Tykwer mostra uma Paris que realmente parece mal cheirosa, suja, com suas ruas enlameadas, o chão do mercado coberto por restos de peixe, vermes, verduras, excremento. É neste ambiente que o recém-nascido Jean-Baptiste é abandonado pela mãe logo depois do parto. Ele é encontrado e levado a um orfanato, onde logo se vê que ele não é uma criança normal. A edição do filme mostra em planos rápidos as coisas que o bebê consegue cheirar com seu senso de olfato fora do comum. Além das imagens e da ótima reconstituição de época, a música também é usada para conseguir transmitir o cheiro das coisas. Há uma ótima seqüência quando vemos a primeira vez que Jean-Baptiste, já crescido (interpretado por Ben Whishaw), vai parar nas ruas de Paris. É lá que ele descobre o cheiro mais maravilhoso que já sentiu, o do corpo de uma vendedora de frutas, que ele passa a seguir. Mesmo adulto, ele ainda é como uma criança crescida e curiosa, e a garota acaba se tornando, acidentalmente, sua primeira vítima. Mas aparentemente ele nem se dá conta do que aconteceu. A única coisa que importa para ele é cheirar todo o corpo da moça, da cabeça aos pés. É então que descobre seu propósito na vida: ele quer descobrir como preservar o cheiro das coisas.

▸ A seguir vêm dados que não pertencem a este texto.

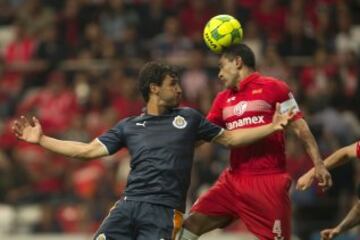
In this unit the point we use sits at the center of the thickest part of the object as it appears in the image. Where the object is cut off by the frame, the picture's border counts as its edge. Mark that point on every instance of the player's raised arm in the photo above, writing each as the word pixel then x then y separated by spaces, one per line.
pixel 31 131
pixel 301 129
pixel 338 158
pixel 242 137
pixel 352 219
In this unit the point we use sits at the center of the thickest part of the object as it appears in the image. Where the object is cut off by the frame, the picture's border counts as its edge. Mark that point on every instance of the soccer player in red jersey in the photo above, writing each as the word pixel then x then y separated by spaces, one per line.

"Perfume" é daquele tipo de filme fascinante que, mesmo a contragosto, nos faz torcer pelo assassino. Jean-Baptiste é uma espécie de artista, misto de gênio e de psicopata, cuja vida complicada não lhe deu as condições mínimas de saber se comportar como um ser humano decente. Sua figura maltrapilha andando por entre as ruas de Paris me fez lembrar de Mowgli, o menino-lobo, ou mesmo de Tarzan, o homem-macaco. Ele sem dúvida é um assassino, e cada vez mais calculista com o decorrer do filme, mas parece agir mais por instinto do que por maldade. Dustin Hoffman (cuja persona atrapalha um pouco a aceitação dele como um perfumista italiano) passa a Jean-Baptiste seus conhecimentos em troca das fórmulas para novos perfumes, que lhe rendem uma fortuna. É também de Hoffman que Jean-Baptiste aprende que um bom perfume é feito com 12 essências (mais uma 13ª, que pode ser apenas lendária), que formam seus "acordes". Jean-Baptiste parte para a cidade de Grasse onde aprende a técnica da "eflorescência", que consistiria em retirar lentamente o perfume de uma flor enquanto ela está morrendo. Não demora muito, Jean-Baptiste está usando desses conhecimentos para tentar retirar a "essência" do próprio ser humano (ou, no caso, mulheres jovens e bonitas), que ele começa a matar para suas experiências.
Pena que, mais para o final, o filme tome ares cada vez mais fantásticos, fugindo completamente do plausível, culminando com um final, em aberto, que me pareceu simbólico. Mesmo assim, ele não deixa de ser sempre fascinante. O bom elenco ainda conta com Alan Rickman como o pai de uma das garotas que atraem a atenção de Jean-Baptiste. Disponível em DVD.